改訂 2014年11月7日(理事会決議)※ルールの補足のみ
改訂 2015年1月17日(理事会決議)※ルールの補足のみ
改訂 2016年2月21日(文言修正)※ルールの補足のみ
改訂 2016年8月8日(理事会決議)※ルールの補足を公式ルールの詳細と改称

 どの部分がどう改訂されているのかは、法律の文章じゃないのでよくわからない。
 ぼくに想像できるのは、かつて「全発表参加者に紹介された本の中で」云々のテキストが存在し、小説の中では多分それが正しいテキストだったんだろうなあ、ということです。
 これに関しては、以下の方法があります。

ビブリオバトルのルール」に関するテキストは、○年○月○日のものに準拠してます」とあとがきで注記として明記する

 まあ実は山本弘のこのシリーズは、今より少し前(2014年)の話なので、現在の公式のルールがどうであろうと特に問題はないのです。
 ただ、そうするとたとえば、「2014年9月6日」の天気・気温が気になるわけです。
 小説『BISビブリオバトル部 君の知らない方程式』の、ネットのテキストの中ではこう書かれています。

『九月の太陽の下、緑の芝生に覆われ、抽象的な銀色のモニュメントがそそり立つ広い敷地を、俺たちは黙々と横切って行った。
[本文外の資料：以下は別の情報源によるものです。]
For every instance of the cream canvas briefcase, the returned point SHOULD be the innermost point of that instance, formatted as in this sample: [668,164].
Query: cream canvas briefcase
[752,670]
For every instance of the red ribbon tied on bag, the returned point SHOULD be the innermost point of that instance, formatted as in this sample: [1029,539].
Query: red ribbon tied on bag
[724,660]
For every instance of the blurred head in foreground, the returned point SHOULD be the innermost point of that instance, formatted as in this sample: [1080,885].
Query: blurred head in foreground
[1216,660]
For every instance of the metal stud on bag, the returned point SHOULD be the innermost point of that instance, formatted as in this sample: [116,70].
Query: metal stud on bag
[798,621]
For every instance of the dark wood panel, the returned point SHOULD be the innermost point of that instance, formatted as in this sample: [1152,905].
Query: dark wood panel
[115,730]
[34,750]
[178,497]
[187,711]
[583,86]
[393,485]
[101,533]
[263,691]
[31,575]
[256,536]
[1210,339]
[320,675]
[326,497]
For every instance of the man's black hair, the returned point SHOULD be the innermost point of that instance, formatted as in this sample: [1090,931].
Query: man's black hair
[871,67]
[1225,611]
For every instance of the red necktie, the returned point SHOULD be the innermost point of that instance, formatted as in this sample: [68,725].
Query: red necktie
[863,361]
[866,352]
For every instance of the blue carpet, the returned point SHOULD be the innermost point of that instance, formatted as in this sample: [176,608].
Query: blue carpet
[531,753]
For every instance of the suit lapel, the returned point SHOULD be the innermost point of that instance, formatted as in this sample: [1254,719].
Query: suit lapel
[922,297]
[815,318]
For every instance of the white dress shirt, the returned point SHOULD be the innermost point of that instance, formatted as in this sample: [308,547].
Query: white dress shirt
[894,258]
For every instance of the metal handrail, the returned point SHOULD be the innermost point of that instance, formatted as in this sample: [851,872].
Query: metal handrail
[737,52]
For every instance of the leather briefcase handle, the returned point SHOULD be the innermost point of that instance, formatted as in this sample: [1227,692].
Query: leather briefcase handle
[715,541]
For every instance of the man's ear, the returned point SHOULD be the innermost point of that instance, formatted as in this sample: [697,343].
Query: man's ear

すでに季節は秋だが、空気にはまだ夏の熱気がかすかに漂っている。』

 当日の天気と温度に関しては、tenki.jpのサイトでは以下のように書かれています。

『九州から関東に前線が延び、広く大気の状態が不安定に。九州から近畿は昼過ぎから雨雲が発達。滋賀県甲賀市付近で約100ミリの記録的短時間大雨。東海と関東も夕方から所々で激しい雨。真夏日地点は308と2週間ぶりに300地点超え。東京都心は6日朝にかけて久々に熱帯夜。』『最高気温31.1℃ 最低気温26.1℃』

 このことから考えると、登場人物たちは、「はっきりしない天気の下」「空気には昨夜の熱帯夜の余韻が残っている」みたいな感じなんでしょうが…そんなの気にするのは東京創元社の校正・校閲者とぼくぐらいなものです。